Wie es zur Tragödie kommen konnte, weiss die alleinerziehende Mutter von Zwillingen im Teenageralter noch nicht genau. Laut Kantonspolizei Bern laufen die Ermittlungen zur Brandursache noch. «Eine Bekannte hat mich am Morgen gegen elf Uhr kontaktiert. Sie hat mir den Link zu einem Zeitungsbericht geschickt und hat mich gefragt, ob das nicht das Haus von meiner Schwester sei, in dem es gebrannt hat», berichtet Andrea P. von dem Augenblick, in dem sie von dem tödlichen Inferno erfahren hat. «Mir ist direkt der Atem weggeblieben.»
Sie habe das Einfamilienhaus sofort erkannt. «Ich habe zuerst aber schon noch gehofft, dass es nicht wahr ist und es nur ein ähnliches Haus ist. Aber es gibt leider auch nicht viele Familien mit vier Kindern und auch die Adresse hat gestimmt», meint die Kinderbetreuerin traurig. Regungslos sei sie danach am Küchentisch gesessen und habe versucht, die Nachricht irgendwie zu verdauen.
Den vier Überlebenden geht es gesundheitlich gut
«Nachher habe ich probiert, meine Schwester zu erreichen. Aber vermutlich konnte sie ihr Handy nicht mitnehmen», erzählt sie weiter. «Schliesslich habe ich die älteste Tochter ans Telefon gekriegt. Sie konnte mir aber nicht wirklich erzählen, was passiert ist. Der Schock war noch zu gross.»
Den vier Überlebenden gehe es gesundheitlich gut und sie hätten das Spital unterdessen verlassen dürfen, habe ihre Nichte ihr aber noch gesagt. «Sie sind jetzt irgendwo vorübergehend untergebracht und werden von einem Care-Team betreut», so Andrea P. weiter.
Das Care-Team ist auch in der Schule im Einsatz und kümmerte sich um die Feuerwehrleute, welche die betroffene Familie gut kennen.
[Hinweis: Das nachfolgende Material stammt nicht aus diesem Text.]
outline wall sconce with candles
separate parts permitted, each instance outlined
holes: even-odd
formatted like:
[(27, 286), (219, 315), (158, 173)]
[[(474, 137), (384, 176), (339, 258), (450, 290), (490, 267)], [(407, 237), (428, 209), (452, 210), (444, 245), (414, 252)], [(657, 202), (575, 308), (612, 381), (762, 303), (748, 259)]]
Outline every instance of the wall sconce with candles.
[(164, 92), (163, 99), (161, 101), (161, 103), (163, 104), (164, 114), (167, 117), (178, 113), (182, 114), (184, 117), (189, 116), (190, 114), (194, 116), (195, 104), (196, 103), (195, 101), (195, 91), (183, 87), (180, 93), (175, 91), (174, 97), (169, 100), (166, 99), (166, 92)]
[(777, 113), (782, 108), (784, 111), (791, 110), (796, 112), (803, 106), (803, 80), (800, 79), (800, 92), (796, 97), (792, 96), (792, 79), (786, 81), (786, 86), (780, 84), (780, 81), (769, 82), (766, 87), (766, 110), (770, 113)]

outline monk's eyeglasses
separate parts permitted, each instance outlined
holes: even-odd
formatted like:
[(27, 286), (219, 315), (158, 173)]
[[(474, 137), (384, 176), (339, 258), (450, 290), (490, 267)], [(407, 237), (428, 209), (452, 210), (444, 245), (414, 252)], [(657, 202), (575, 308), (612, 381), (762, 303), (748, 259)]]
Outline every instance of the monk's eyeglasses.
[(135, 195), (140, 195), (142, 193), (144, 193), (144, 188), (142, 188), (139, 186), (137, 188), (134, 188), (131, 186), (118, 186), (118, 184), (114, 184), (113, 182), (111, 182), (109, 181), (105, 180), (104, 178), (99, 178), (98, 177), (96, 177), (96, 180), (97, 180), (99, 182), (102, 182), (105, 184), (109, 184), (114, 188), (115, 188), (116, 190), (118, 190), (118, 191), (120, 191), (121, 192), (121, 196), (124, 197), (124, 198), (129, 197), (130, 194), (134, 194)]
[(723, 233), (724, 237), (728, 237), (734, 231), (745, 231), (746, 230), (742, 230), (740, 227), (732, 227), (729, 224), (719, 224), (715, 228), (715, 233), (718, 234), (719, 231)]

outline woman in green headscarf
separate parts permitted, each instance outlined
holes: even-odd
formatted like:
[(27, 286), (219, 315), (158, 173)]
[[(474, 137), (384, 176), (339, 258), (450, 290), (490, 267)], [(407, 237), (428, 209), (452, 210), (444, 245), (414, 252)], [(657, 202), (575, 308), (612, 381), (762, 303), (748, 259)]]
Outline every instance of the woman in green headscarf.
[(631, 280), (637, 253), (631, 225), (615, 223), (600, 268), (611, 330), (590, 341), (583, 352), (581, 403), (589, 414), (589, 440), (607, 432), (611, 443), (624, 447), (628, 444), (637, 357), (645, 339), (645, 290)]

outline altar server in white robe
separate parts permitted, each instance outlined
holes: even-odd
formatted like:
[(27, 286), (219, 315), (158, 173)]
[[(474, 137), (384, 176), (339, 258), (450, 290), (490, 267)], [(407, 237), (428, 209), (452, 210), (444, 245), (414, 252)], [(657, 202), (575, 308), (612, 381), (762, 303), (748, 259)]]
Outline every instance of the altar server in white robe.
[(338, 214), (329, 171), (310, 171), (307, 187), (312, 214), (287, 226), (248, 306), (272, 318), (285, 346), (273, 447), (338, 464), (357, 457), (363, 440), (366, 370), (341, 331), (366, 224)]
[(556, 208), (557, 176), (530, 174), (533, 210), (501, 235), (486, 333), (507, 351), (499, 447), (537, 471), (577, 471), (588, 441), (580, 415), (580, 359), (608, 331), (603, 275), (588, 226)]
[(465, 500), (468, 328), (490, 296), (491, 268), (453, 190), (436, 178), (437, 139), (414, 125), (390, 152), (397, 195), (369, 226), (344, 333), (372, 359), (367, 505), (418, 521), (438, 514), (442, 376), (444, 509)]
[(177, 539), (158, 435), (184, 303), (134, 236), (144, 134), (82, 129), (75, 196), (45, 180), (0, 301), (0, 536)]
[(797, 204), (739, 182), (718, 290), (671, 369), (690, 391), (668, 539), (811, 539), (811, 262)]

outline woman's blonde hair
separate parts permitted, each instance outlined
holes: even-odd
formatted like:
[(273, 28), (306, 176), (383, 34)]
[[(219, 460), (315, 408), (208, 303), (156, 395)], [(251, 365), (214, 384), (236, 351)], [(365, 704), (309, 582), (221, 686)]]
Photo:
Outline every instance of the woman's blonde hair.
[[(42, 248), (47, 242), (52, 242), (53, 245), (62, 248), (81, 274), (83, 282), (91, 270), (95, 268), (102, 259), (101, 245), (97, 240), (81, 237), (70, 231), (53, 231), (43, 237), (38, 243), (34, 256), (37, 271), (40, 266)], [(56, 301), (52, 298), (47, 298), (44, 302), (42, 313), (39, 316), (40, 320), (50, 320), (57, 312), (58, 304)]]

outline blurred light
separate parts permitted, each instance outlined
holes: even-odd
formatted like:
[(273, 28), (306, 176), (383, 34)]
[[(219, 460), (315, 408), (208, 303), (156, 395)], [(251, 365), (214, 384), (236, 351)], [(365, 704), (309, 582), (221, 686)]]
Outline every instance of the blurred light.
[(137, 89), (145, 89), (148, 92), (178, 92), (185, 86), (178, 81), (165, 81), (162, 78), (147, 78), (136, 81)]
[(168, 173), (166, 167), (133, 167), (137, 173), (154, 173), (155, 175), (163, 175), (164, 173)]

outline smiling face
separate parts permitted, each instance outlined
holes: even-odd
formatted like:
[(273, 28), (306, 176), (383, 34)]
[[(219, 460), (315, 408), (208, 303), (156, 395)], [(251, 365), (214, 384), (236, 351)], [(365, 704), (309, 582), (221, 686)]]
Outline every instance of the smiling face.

Dies berichtet «TeleBielingue» am Montagabend. Es gehe darum, dass nach einer solchen Tragödie Mitschülerinnen und Mitschüler von verstorbenen Kindern in einem sicheren Rahmen über ihre Gefühle reden könnten, sagte Pierre-André Kuchen. stellvertretender Leiter des Teams. Dies geschehe rjeweils bereits in den ersten Stunden oder am ersten Morgen nach einem Drama.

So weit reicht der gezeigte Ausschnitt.